There are multiple ways to do this. This is untested, but here's the gist of how I'd go about it:
require 'find'
REPLACEMENTS = {
'target1' => 'replacement1',
'target2' => 'replacement2'
}
Find.find('./somedir') do |path|
next if File.directory?(path)
next unless File.extname(path) == '.feature'
new_path = path + '.new'
File.open(new_path, 'w') do |fo|
File.foreach(path) do |line|
REPLACEMENTS.each do |t, r|
line.gsub!(t, r)
end
fo.puts line
end
end
old_path = path + '.old'
File.rename(path, old_path)
File.rename(new_path, path)
# File.unlink(old_path)
end
There are several things I consider important when writing production code in an enterprise:
- Write code that is scalable. This means that it won't die or go to a crawl if a file is much larger than you expect.
File.foreach
reads files line-by-line, which a lot of people assume means it runs more slowly or involves more work. Testing File I/O, specifically slurping files vs. line-by-line shows that as the file sizes grow, read
(AKA slurping) slows drastically. Unless you are absolutely, totally sure, that your files will never get over 1MB, use foreach
.
- Use a nice starting structure to contain your target words and their replacements. A Hash is a good starting point as the targets/keys can be sub-strings or regular expressions. Explaining regular expressions is off-topic for this question but Ruby and
gsub
and regular expressions as keys in a hash are a great combination. There are lots of answers here showing how to do it plus the documentation has examples.
Find.find
isn't well known; People tend to jump to Dir[...]
or Dir.glob
but I prefer Find. The documentation has a nice example of how to use it. Find seems to scale better, especially when you have to walk huge directories.

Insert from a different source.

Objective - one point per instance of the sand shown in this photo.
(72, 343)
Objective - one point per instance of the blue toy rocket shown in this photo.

- Modifying files then saving them is usually not done safely because people assume their code or system will never act up. That's not a good assumption. This code opens a new file, then reads the old line-by-line. For each line the targets are searched for and replaced, then the line is written to the new file. Once the old file is processed the new file is closed (as a by-product of using a block with
open
). Then the old file is renamed, the new file is renamed to the name of the old file. That leaves a backup in place in case there was a failure. Then, optionally, you could delete the old file.
This results in very low overhead, will run very fast and should scale/grow nicely.
This task can also be easily accomplished using the command-line tools find
and sed
in *nix, and it'll run very fast and be extremely scalable, so it's good to research that path too as it's surprising how easily some file tasks can be done at the prompt or in a shell script.